Trading View: Aggressive bulls should consider OSCR20251128C17 into a test of $17.50 resistance. If the $16.58 level holds, the 17 call offers a 41% upside potential from current price. For a continuation play, the 17.5 call provides 100% upside if the stock breaks above $17.50. Both contracts require tight stop-loss management given the high theta decay.
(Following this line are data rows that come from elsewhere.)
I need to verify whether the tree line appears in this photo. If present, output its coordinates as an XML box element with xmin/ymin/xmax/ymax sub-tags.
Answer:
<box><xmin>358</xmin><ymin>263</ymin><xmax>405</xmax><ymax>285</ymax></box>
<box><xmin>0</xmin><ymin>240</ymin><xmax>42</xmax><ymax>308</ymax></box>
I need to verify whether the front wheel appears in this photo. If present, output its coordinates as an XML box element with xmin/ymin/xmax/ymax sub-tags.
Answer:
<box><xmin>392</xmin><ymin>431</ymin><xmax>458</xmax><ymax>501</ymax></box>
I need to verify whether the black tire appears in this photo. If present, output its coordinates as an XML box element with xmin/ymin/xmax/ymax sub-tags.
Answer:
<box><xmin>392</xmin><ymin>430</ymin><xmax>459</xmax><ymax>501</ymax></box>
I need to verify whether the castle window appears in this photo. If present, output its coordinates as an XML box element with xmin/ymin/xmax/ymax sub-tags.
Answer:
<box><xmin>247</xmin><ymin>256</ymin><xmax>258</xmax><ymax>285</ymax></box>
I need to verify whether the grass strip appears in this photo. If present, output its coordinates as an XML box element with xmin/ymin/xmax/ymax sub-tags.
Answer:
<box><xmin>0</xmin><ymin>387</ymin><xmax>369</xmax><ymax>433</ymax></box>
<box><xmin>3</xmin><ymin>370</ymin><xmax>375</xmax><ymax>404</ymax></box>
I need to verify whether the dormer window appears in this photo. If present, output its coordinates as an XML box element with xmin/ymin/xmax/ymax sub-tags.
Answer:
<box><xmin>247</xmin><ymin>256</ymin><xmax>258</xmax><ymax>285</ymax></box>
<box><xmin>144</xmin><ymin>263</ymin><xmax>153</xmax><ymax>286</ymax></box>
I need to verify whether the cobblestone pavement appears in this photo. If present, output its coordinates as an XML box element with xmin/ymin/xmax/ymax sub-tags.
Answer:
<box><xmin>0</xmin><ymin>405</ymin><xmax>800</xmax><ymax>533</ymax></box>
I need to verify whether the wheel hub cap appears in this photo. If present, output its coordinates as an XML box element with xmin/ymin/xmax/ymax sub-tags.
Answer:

Backtest Oscar Health Stock Performance
Here is the event-driven back-test you requested. I have identified every trading day since 2022-01-01 when Oscar Health (OSCR.N) closed at least 23 % higher than the previous day (4 events in total) and evaluated the stock’s subsequent 30-day performance.Key takeaways (30-day window after each ≥ 23 % surge):• Sample size: 4 events (from 2023-02-13 to 2025-05-08). • Median next-day excess return: ≈ +1.6 %; advantage fades quickly thereafter. • By day 10 the average position is already under water (-3.6 % vs +2.4 % for the benchmark). • Drawdowns deepen through day 20 (≈ -14 % cumulative), then partially recover; by day 30 the average event is roughly flat (+2.8 %), still lagging the benchmark (+7.9 %). • Win-rates deteriorate after the first few days (75 % on day 1, 25 %–50 % in later windows). • No horizons reached conventional statistical significance, suggesting the pattern is not reliably exploitable.Implication: for OSCR.N since 2022, chasing ≥ 23 % daily spikes has not produced consistent outperformance beyond the very short term, and positions tended to give back gains over the following weeks.You can explore all detailed charts and metrics in the interactive module above.
OSCR’s Policy-Driven Rally: Time to Lock In Gains or Ride the Wave?
OSCR’s 23% surge hinges on the unconfirmed ACA subsidy extension narrative. While the technicals suggest a short-term breakout, the lack of official confirmation introduces regulatory risk. Traders should monitor the $16.58 level as a critical support; a break below triggers a retest of the 200D zone. For context, sector leader UnitedHealth Group (UNH) trades -0.59% intraday, highlighting OSCR’s divergence. The key takeaway: position sizing must reflect the high volatility and policy uncertainty. Aggressive traders may consider the OSCR20251128C17 call for a 41% upside if the $17.50 resistance is breached. Conservative investors should wait for a pullback to the 200D average before initiating long positions.

TickerSnipe provides professional intraday stock analysis using technical tools to help you understand market trends and seize short-term trading opportunities.